Oakland City Council President Rebecca Kaplan told a council meeting Tuesday that the ship would be brought to the Port of Oakland, but port officials said Wednesday the move would be “untenable."
“We respect President Kaplan's desire to address homelessness but Port of Oakland docks are designed to work cargo ships, there isn't the infrastructure to berth a cruise ship,” port spokesman Mike Zampa said.
The port is among the 10 busiest in the nation and safety and security issues in the federally regulated facilities “would make residential uses untenable,” Zampa said.
Kaplan didn't immediately return a request for further comment from The Associated Press.
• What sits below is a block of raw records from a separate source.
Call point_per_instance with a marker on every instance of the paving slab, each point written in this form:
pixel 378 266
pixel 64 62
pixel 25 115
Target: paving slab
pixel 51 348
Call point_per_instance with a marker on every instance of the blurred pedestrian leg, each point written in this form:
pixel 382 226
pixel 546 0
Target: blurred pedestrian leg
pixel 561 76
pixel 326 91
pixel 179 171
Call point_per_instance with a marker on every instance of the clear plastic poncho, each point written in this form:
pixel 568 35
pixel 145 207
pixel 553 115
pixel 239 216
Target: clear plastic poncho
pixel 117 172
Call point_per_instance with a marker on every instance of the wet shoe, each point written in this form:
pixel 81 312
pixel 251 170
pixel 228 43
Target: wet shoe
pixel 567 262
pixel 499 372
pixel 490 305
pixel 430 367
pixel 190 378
Kaplan said she has been contacted by cruise ship companies about providing a ship for emergency housing, and that the companies were reaching out to the Port of Oakland about what options exist to park a ship at the port, the San Francisco Chronicle reported. She didn't provide further details on those companies.
Kaplan said she plans to present a proposal to the council in January that will be “no or low” cost to the city because residents of the cruise ship would pay for rooms based on their income. The city would not buy the cruise ship.
Homelessness has spiked in Oakland in the past two years with the number of unsheltered people increasing from 1,900 to more than 3,000.
“It could be a great way to house a lot of people quickly,” Kaplan told The Chronicle. “Cruise ships have been used for emergency housing after natural disasters and for extra housing for things like Olympics.”
Kaplan compared her vision for an Oakland cruise ship to something like the Queen Mary in Long Beach in Southern California. The 1936 ocean liner is now a floating hotel with 347 rooms. A room with two twin beds rents for $141 a night and $146 a night for a full-size bed.
“It could be like that,” Kaplan said. “But as affordable housing instead of hotel.”
Elaine de Coligny, executive director of the homeless advocacy group EveryOne Home in Alameda County, said she appreciated Kaplan's creativity and desire to find permanent housing for homeless people.
But de Coligny said it would be pricey to convert a cruise ship into long-term living space. Before embarking on plans to do so, officials should talk to homeless people about whether they would even want to live on a cruise ship, she said.
“I think we’re all feeling desperate about the desperation that we’re seeing of people who are living outdoors," de Coligny said. “I appreciate the creativity, but I have lots of questions."